A new non-developer friendly high level pseudo code language / rigorous AI prompt writing lingo.
Some basic characteristics of the DSL:
- auto-formatting (like Go) minimizing syntactical variation
- To quote Python's creator - 'There should be one-- and preferably only one --obvious way to do it.'
But strictly applied, rather than as a vague principle as Python does - unlike any other high level language, the design needs to be optimized only for specifying functionality, a high level templating language from which test suites are generated.
- the language will never be used to implement functionality
- uses simple english vocabulary and ideally minimal mathematical symbology
These DSL prompts are written with a LLM for the DSL it helps create its own prompts and the code creator uses it to refine all the DSL definitions that specify the full functionality.
The specification DSL auto generates all the required tests in a low level language.
Since the system should also have a generative AI LLM trained for C or assembly language.
This is what creates the actual functional code by iteratively running and rewriting it against the specification encoded into the tests.
The AI tool then generates the tests for that implementation and uses TDD to generate the actual functional code - eventually the system should improve to a level better than most software developers. The code it writes no longer needs to be read by a human - because a human will be unable to debug it at anything like the speed the AI tool can.

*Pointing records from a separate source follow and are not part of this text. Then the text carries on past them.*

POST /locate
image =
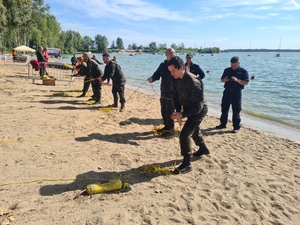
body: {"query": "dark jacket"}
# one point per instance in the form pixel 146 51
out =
pixel 40 56
pixel 94 69
pixel 189 93
pixel 90 69
pixel 196 69
pixel 113 70
pixel 73 60
pixel 166 79
pixel 239 73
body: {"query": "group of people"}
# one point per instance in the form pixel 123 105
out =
pixel 89 68
pixel 182 96
pixel 43 59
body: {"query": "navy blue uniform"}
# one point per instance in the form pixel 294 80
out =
pixel 232 95
pixel 165 89
pixel 113 71
pixel 188 93
pixel 196 70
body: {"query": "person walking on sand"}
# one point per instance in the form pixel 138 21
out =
pixel 165 90
pixel 235 78
pixel 193 67
pixel 41 58
pixel 94 73
pixel 73 62
pixel 114 72
pixel 188 99
pixel 47 59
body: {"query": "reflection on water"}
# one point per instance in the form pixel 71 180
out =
pixel 274 94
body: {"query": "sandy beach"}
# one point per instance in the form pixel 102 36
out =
pixel 53 144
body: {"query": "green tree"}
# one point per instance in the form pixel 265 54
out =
pixel 173 46
pixel 101 42
pixel 119 43
pixel 162 46
pixel 113 46
pixel 152 46
pixel 134 46
pixel 87 43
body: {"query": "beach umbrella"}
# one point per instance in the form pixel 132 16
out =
pixel 24 48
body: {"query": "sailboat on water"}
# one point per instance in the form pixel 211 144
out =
pixel 278 54
pixel 249 48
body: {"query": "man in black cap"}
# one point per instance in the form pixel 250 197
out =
pixel 235 78
pixel 193 67
pixel 189 102
pixel 113 71
pixel 166 105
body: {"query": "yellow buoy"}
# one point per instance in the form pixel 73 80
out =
pixel 112 185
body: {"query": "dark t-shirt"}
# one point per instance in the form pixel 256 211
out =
pixel 239 73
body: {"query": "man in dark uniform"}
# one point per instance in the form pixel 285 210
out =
pixel 235 78
pixel 97 61
pixel 165 89
pixel 193 67
pixel 113 71
pixel 73 62
pixel 94 72
pixel 188 99
pixel 41 58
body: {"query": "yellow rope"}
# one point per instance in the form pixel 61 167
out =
pixel 147 169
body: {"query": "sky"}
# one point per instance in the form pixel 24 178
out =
pixel 227 24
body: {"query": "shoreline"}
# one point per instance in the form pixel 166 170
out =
pixel 54 144
pixel 247 121
pixel 270 127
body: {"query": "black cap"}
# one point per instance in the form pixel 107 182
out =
pixel 105 55
pixel 234 59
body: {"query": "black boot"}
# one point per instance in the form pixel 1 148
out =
pixel 185 166
pixel 115 105
pixel 122 107
pixel 203 150
pixel 82 95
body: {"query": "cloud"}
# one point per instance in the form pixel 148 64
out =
pixel 295 4
pixel 134 10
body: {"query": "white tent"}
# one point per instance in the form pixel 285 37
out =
pixel 24 48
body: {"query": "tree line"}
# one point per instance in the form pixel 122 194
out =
pixel 29 22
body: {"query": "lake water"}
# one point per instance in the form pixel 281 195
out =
pixel 272 98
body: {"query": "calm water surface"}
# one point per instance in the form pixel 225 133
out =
pixel 274 94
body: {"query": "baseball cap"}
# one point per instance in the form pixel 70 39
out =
pixel 234 59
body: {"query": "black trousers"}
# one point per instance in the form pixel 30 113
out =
pixel 118 89
pixel 166 106
pixel 96 89
pixel 191 130
pixel 43 69
pixel 233 98
pixel 86 84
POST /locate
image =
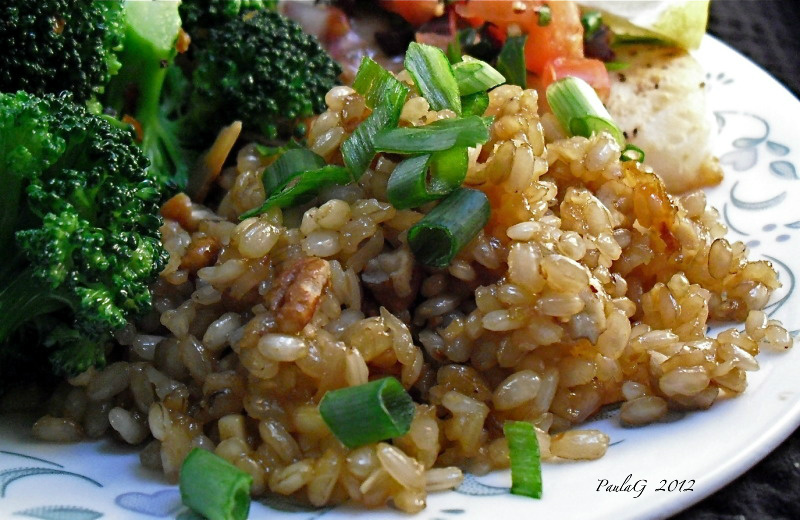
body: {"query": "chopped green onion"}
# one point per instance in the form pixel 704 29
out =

So we use generative AI to do the part of the job that actually takes all the time. Debugging, refactoring and maintaining the code, making sure it really does what is required functionally. Rather than the quick job of writing a first cut of it that might run without crashing.

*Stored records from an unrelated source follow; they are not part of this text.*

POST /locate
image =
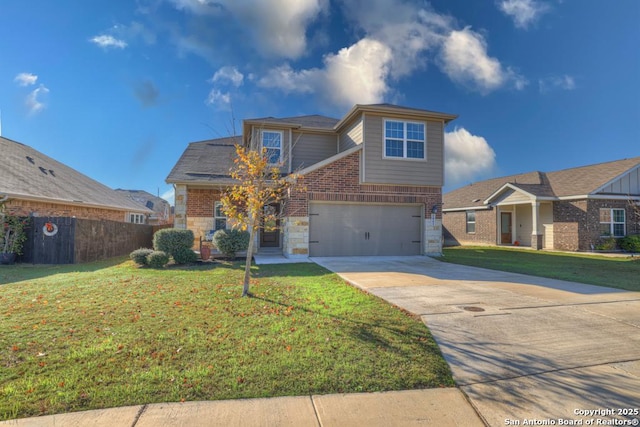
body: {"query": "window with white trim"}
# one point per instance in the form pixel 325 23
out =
pixel 136 218
pixel 272 142
pixel 219 218
pixel 405 140
pixel 612 222
pixel 471 222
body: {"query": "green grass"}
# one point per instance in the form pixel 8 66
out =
pixel 614 272
pixel 110 334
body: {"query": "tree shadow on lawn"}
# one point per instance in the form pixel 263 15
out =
pixel 368 332
pixel 21 272
pixel 523 385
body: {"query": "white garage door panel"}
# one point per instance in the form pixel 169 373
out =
pixel 363 229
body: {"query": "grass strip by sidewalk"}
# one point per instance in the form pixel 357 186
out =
pixel 109 334
pixel 614 272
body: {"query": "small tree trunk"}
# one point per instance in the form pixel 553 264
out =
pixel 247 264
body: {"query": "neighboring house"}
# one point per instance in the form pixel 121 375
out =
pixel 161 209
pixel 372 181
pixel 571 209
pixel 38 185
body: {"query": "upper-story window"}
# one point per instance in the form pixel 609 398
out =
pixel 404 140
pixel 219 217
pixel 272 141
pixel 612 222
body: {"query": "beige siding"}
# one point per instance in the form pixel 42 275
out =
pixel 309 148
pixel 627 184
pixel 402 171
pixel 352 136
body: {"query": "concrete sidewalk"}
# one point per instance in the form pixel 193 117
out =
pixel 431 407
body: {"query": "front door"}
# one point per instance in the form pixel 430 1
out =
pixel 270 229
pixel 505 228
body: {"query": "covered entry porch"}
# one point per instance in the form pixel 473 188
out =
pixel 523 219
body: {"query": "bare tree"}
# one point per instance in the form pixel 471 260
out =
pixel 259 183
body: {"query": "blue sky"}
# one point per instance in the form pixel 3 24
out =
pixel 117 89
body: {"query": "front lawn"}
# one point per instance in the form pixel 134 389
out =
pixel 614 272
pixel 110 334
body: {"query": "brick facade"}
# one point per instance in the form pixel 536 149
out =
pixel 576 223
pixel 455 228
pixel 340 182
pixel 50 209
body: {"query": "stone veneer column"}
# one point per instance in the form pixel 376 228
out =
pixel 433 237
pixel 180 210
pixel 295 239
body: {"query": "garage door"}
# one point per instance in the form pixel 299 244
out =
pixel 364 229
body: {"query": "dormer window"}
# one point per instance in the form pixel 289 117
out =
pixel 272 141
pixel 404 140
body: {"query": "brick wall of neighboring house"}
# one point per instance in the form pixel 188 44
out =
pixel 46 209
pixel 576 223
pixel 569 218
pixel 455 228
pixel 199 211
pixel 339 182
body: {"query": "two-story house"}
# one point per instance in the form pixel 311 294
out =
pixel 372 181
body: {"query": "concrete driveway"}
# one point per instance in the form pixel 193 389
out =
pixel 520 347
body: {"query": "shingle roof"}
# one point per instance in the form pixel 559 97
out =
pixel 26 172
pixel 567 182
pixel 311 121
pixel 206 161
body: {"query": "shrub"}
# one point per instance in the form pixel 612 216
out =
pixel 139 256
pixel 631 243
pixel 170 240
pixel 184 256
pixel 231 241
pixel 157 259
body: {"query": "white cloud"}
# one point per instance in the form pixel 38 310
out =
pixel 106 41
pixel 25 79
pixel 564 82
pixel 230 74
pixel 34 101
pixel 523 12
pixel 399 39
pixel 465 60
pixel 219 99
pixel 356 74
pixel 466 157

Most importantly we don't introduce the use of the full English language, the language of Shakespeare, the language of puns, double meanings, multiple interpretations, shades of grey, implied feeling and emotions, into a binary world to which it is entirely unsuited.
Also we don't need English or high level computer languages in the stack of mistranslation at all.
Because we are not training the AI to understand human languages. We are training it to write its own machine code language based on defining what behaviour it should implement.
BDD / TDD generative AI if you like.
Human's no longer learn complex mathematical process based languages that can be translated into machine code. They learn a more generic language for specifying functional behaviour.
This gives more freedom to widen the DSL to mature into a general precise AI prompt language.
Whilst allowing computers to evolve more machine learning driven software architectures that are self maintaining and not so constrained into the models imposed by current human intelligence and coding practise based programming languages.
Could AI could take my job?
Perhaps if all of the above were in place, then finally we would arrive at a place where AI could replace traditional software development and high level software languages.With concerted effort it could be in 10 years, if some big companies put some serious investment in trying to replace traditional software development.
Code monkeys will all be automated. Only software architects would be required and they would use a new functional specification AI prompt language, not a programming language.
Of course if politicians are scared that dumb ChatGPT can already write as good a speech as they can. Plus replicate all the prejudices and errors of its training data and trainers.
Then setting AI free to fully write software, and itself ... will be way more scary in its long term implications.
Meanwhile we are currently at a place where it arguably doesn't even improve productivity for an experienced software developer, only allows non-developers, students and other language newbies to have a go at writing one of the many dialects of human languages, known as computer languages.
Their mix of math, english, symbols, logic and process may appear more like English than Musical notation or pure maths, but sadly they are no more suited to creation by an English language Chatbot approach.